By Judith Martin, Nicholas Ivor Martin and Jacobina Martin ANDREWS MCMEEL SYNDICATION
DEAR MISS MANNERS: How does one spread cream cheese on a bagel?
Assuming the bagel is cut in half, does one spread cream cheese on an entire half of the bagel? Or is a bagel treated as, say, a dinner roll, where one only butters the pieces that one breaks off?
I’m afraid that my family didn’t come across bagels in the old country, so this has us a little mystified. (I admit I have been treating it as dinner bread – it seems less gauche than buttering an entire half-bagel.)
I await your answer with bated breath. There’s a very nice bagel shop across the street, and I will enjoy it so much more when I know how to eat bagels properly.
GENTLE READER: Either method you describe is indeed proper, depending on whether you consider it a piece of bread or a sandwich.
However, Miss Manners warns you: Before you enjoy the bagels from across the street, make sure that you specify that they be delivered to you dry and/or whole. Otherwise, the shop will generally do the spreading for you, leaving you with a warm, cream cheesy gloop that will be nearly impossible to eat neatly – or to get off of your sleeve.
DEAR MISS MANNERS: A close relative had to cancel her wedding due to COVID-19. While we expect a new date to be decided soon, nothing has been announced.
Then we received a very confusing missive, which contained two announcements. The first was a note canceling the original wedding, and the second was an invitation to a shower-by-mail.
I understand the bride’s dilemma, and I sent her a gift from her registry because that’s what I would have done anyway.

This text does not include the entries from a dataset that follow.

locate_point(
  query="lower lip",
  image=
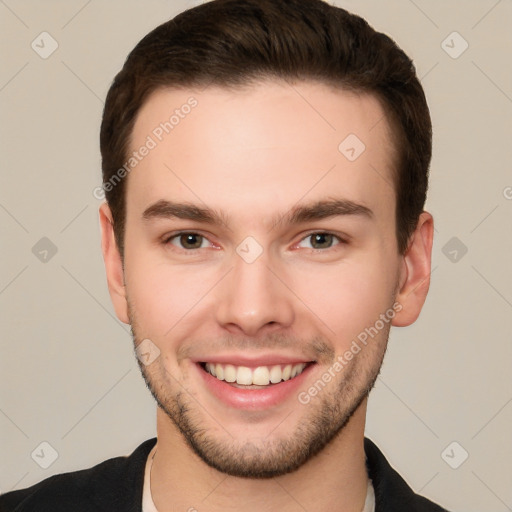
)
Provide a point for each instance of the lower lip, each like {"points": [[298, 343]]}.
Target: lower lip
{"points": [[253, 399]]}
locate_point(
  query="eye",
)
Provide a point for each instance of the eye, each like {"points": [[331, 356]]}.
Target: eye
{"points": [[188, 241], [320, 240]]}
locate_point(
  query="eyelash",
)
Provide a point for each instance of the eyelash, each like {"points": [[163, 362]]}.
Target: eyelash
{"points": [[341, 240]]}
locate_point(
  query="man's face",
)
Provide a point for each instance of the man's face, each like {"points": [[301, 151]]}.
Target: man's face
{"points": [[260, 293]]}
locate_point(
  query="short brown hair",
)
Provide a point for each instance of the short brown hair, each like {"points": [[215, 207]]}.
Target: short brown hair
{"points": [[236, 42]]}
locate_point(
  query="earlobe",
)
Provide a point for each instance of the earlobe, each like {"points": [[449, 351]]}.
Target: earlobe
{"points": [[113, 264], [415, 273]]}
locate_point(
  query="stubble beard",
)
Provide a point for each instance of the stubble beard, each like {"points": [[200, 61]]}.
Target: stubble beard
{"points": [[329, 413]]}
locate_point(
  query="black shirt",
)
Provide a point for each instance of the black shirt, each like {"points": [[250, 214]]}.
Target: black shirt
{"points": [[116, 485]]}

But my traditionalist self is troubled by what ends up being a straight-up request for gifts.
Perhaps you can come up with a way to negotiate these new timesshoals: one that will satisfy both young brides and old aunties like me.
GENTLE READER: Was there ever to be a shower in person? Or was the bride simply terrified that with the wedding canceled, presents would be forgotten.
Although Miss Manners finds your proposal to negotiate generous, there is no real way to compromise here. A shopping list is not an invitation, except to hand over one’s credit card information. If guests made the assumption that presents were no longer required, then they will presumably re-remember when new wedding invitations are sent. In the meantime, the hapless bride must buy her own mitts.
DEAR MISS MANNERS: In reading about an operetta, I discovered that a scene which took place at a wedding included a joke that virtually all the wedding presents were spaghetti scissors.
At first, I assumed the notion of spaghetti scissors was an invention of the librettist, but then I began to wonder: Were spaghetti scissors once actually sold as a piece of cutlery that one could add to one’s kitchen utensils?
GENTLE READER: It is a joke. Cutting one’s spaghetti with scissors – while certainly an amusing idea – is best left to comedians, not polite society.